A few experiences in my ministerial internship are perhaps worth retelling, but the one I remember with R.C. was when I served at his side as liturgist on a Lord’s Day. Nothing felt more natural in my service to Christ and his church, despite the apprehension and nervousness one may feel when working so intimately alongside someone like R.C. He put all that to rest. The time we spent together in prayer before the divine service began changed everything. His petitions were salve to whatever thoughts I had about being in the wrong place at the wrong time. And the experience confirmed for me the direction I had been heading for so long—the liturgical tradition, which actually provides a decent segue to the next turn in this story.

R.C. has made a name for himself over the years by being willing to divide on very few grounds. He hated Pelagianism wherever he caught whiff of it, whether an apparition (among his own fellow Reformed confessionalists) or semi-bodied (among evangelicals and Roman Catholics). The inerrancy of the scriptures and justification by faith alone were perpetually live issues for him, and soteriological monergism may have been his most beloved prolegomenon. Perhaps unfit to be included in this list was his utter disdain for what he deemed to be “epistemological fideism” (read: Van Tillians, presuppositionalists). But to his mind, those Reformed fideists were little better than the neo-orthodox dialecticians who were content to forgo consistency for the sake of sola gratia but who in the process lost the very (logical) holiness of God. And, as he used to say, the one thing the Reformed tradition simultaneously has in common and in contrast with the rest of christendom is its doctrine of God.

I say he was willing to be divisive on very few grounds because R.C. was also known for his generous theological spirit; the hills upon which he chose to die were, indeed, very few. This would become less so during the 2000s, but I chalk that up to his being increasingly surrounded by those TR© boys we all love to whip (of which R.C. had made a career of decidedly not being).

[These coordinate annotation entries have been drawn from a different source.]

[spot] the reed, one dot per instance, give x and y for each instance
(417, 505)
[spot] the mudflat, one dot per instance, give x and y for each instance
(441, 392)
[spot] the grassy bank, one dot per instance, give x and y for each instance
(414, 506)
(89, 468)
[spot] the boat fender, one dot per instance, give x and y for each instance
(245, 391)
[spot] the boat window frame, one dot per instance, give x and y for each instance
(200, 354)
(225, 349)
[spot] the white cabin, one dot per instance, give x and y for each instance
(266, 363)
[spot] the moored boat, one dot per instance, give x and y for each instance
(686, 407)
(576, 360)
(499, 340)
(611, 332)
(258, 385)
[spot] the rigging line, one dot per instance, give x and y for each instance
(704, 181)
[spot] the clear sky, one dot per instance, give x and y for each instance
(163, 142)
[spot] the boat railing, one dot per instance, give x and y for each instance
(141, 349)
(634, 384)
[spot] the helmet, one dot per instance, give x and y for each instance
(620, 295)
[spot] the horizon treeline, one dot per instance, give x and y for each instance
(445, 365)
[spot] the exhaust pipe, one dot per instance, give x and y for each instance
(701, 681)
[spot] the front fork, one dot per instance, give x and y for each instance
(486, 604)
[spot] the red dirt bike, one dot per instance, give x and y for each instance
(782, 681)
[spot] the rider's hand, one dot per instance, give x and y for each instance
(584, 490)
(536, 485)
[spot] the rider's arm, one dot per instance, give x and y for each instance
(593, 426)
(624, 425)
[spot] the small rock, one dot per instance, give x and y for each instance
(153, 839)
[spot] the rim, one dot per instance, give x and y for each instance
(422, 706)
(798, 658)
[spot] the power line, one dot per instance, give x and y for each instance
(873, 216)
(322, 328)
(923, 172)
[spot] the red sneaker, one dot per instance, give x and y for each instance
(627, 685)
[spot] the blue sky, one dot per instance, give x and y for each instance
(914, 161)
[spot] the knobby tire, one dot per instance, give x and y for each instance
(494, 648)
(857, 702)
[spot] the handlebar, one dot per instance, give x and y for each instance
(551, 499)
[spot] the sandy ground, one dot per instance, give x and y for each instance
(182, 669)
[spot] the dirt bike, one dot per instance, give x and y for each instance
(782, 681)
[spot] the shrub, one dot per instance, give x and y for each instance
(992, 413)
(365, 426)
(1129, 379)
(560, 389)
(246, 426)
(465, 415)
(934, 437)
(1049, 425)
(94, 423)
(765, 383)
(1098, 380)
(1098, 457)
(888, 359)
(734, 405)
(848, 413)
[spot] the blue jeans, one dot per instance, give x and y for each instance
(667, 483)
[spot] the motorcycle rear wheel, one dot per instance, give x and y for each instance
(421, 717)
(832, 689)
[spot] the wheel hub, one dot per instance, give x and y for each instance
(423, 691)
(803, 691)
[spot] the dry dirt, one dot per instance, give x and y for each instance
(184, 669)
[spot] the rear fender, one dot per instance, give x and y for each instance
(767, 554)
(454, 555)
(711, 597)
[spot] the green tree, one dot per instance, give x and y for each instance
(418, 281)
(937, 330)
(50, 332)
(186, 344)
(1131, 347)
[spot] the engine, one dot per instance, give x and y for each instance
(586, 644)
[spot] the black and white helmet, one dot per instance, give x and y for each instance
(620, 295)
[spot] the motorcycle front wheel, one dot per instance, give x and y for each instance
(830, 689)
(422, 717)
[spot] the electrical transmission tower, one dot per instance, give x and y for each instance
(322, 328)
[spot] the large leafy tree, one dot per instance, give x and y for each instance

As a personal example of that odd amalgamation in R.C. of generosity and anger, when I was "let go" from Ligonier (essentially) for being confirmed in and serving as a subdeacon in the Episcopal Church (I made this move a few years after my internship), the severance I received was quite generous (not being an executive and all) for the nonprofit world. I know that this was procured by others in Ligonier's administration, but if the boss let it go (assuming he knew about it), then I considered that an act of grace on his part. Sure, the whole circumstance was a total bummer in every way (two little kids and a stay-at-home mama, a mortgage, car payments, etc.), but, hey, I found new and sustainable work while still in that severance zone. Of course it should come as no surprise that I never saw or spoke to the Sprouls again. It would’ve required an effort that at the time just wouldn’t have made any sense.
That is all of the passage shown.